When Kevin Mandia became CEO of FireEye one year ago, the company was in bad shape.
After jumping to the top of the market with its pioneering sandboxing technology, FireEye was struggling. The company faced increased competition, a faltering channel strategy and a high price point for its offerings.
With those headwinds, Mandia took the reins from then CEO Dave DeWalt.
Mandia had joined FireEye in 2014 after the then security high flyer acquired the company he founded Mandiant Corporation. In a decade as CEO, Mandia had built Mandiant into a $100 million security services powerhouse.
FireEye's stock was down a whopping 60 percent year over year to $16.05 when Mandia officially took the helm on June 15, 2016. Today – one year to the day that he began his tenure as the new CEO - FireEye's shares closed down for the day 18 cents to $14.99.

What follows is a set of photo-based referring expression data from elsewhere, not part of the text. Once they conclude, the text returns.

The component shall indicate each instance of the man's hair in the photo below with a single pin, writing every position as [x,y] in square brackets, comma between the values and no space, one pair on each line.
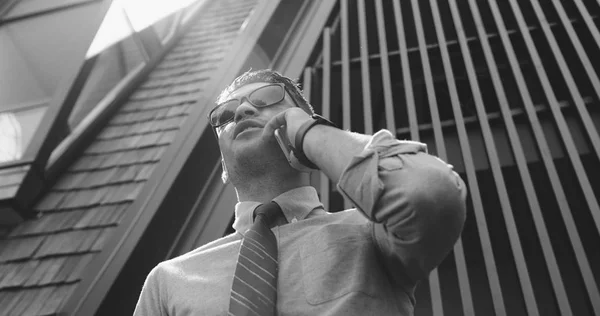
[269,76]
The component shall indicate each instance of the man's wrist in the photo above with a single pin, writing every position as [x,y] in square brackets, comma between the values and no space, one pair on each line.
[299,140]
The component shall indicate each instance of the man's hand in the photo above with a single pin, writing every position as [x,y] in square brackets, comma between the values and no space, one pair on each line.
[292,119]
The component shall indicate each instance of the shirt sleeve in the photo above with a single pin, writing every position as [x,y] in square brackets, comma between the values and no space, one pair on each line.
[415,201]
[150,302]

At the time of his appointment, Mandia said he wanted to usher in the "next generation" of FireEye, with a roadmap for innovation and partnerships to take the company beyond its on-premise sandbox appliance roots to what he called a "hybrid everywhere security company."
"We are on that journey and that started Day 1 for me," Mandia said in a recent interview with CRN. "The minute I got to the helm, it was about innovating out of the sandbox into a real security company."

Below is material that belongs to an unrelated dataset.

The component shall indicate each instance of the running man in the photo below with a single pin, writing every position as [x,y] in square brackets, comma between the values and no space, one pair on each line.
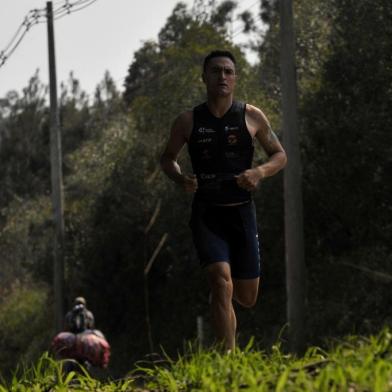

That evolution took place in two parts. On the innovation front, Mandia championed a vision at FireEye that included separating data analysis from the appliance itself – a process it called MVX separation –, endpoint security, and an integrated platform approach that the company now calls Helix.
FireEye also needed to repair its broken relationship with the channel, which stemmed from confusion around services competition from the Mandiant acquisition. Partners at the time complained about an unclear delineation between solution provider and direct sales.
Mandia responded quickly hiring a new head of worldwide sales – Bill Robbins- who made changes to how FireEye works with partners, including creating clear swim lanes, a new pricing structure, and plans for channel-ready products.